The Jews, mused Truman, "I find are very very selfish. They care not how many Latvians, Finns, Poles, Estonians and Greeks get murdered or mistreated as DPs [displaced persons] as long as Jews get special treatment. Yet when they have power, physical, financial or political, neither Hitler or Stalin has anything on them for cruelty or mistreatment for the underdog."

Truman wrote this diatribe in July 1947, in a diary that he kept intermittently during the year that marked the nadir of his political fortunes, in a gloomy, lonely White House that he described as "this great white jail".

The writings have lain unopened in the Truman Presidential Library in Independence, Missouri, for more than 35 years - perhaps not so surprisingly since they were tucked away in the back of a complimentary diary of The Real Estate Board of New York for 1947, which began with 160 pages of blurb about the Board.

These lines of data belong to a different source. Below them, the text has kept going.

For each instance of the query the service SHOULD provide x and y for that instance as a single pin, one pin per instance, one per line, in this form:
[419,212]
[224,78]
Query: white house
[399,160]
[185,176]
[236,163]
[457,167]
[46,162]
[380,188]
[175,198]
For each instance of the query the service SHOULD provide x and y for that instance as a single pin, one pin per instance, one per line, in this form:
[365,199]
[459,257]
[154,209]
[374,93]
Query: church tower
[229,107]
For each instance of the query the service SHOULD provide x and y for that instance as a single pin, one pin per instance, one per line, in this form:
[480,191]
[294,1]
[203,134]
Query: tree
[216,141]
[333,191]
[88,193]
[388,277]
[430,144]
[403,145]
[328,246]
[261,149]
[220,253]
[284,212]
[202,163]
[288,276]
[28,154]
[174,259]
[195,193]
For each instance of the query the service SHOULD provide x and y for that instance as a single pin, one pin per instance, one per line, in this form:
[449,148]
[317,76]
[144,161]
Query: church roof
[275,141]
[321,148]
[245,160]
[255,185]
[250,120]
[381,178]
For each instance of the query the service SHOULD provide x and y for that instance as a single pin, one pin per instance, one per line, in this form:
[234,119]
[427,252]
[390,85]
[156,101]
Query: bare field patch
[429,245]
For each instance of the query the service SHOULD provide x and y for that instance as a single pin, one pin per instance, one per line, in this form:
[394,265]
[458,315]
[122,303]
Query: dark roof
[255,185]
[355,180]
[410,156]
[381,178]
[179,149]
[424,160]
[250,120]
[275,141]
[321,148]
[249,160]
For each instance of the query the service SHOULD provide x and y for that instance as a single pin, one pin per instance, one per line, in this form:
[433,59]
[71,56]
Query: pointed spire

They were finally noticed by a librarian who recently rearranged the shelves. The discovery has thrilled historians - not only for the light it throws on Truman's private feelings about the Jews he so publicly supported, but above all for the offer to Eisenhower.

It came on 25 July 1947, when Truman chatted with Eisenhower, who was about to take over as president of Columbia University, New York. Truman was expecting the hugely popular General Douglas MacArthur - whom he would dramatically sack four years later - to return from Japan to the US and make a pitch for the 1948 Republican nomination.

If that happened, wrote Truman, "I told Ike that he [Eisenhower] should announce for the nomination for president on the Democratic ticket and that I'd be happy to be in second place, or vice-president.

"I like the Senate [over which a vice-president technically presides]. Ike and I could be elected, and my family and myself would be happy outside this great white jail, known as the White House."

Truman noted that Eisenhower "won't quote me and I won't quote him".

Eisenhower, who never had the slightest inclination to be a Democrat, clearly rejected the possibility out of hand, and MacArthur did not make "the Roman Triumphal return" that Truman feared. Instead Truman ran again in 1948 and defeated the Republican candidate, Thomas Dewey, in a legendary upset victory.

Three years later, MacArthur was sacked by Truman for insubordination. He came back as a hero, and made an address to Congress that ended with the famous line: "Old soldiers never die, they just fade away." In 1952, Eisenhower was elected president on the Republican ticket.

The Jewish material has also raised many eyebrows, given Truman's role in securing the creation of the state of Israel in 1948, over the objections of the State Department.

In his diary entry for 21 July 1947, Truman added that "the Jews have no sense of proportion, nor do they have any judgement on world affairs".

Sara Bloomfield, director of Holocaust Museum in Washington, said his attitude was typical "of a sort of cultural anti-Semitism" common at that time".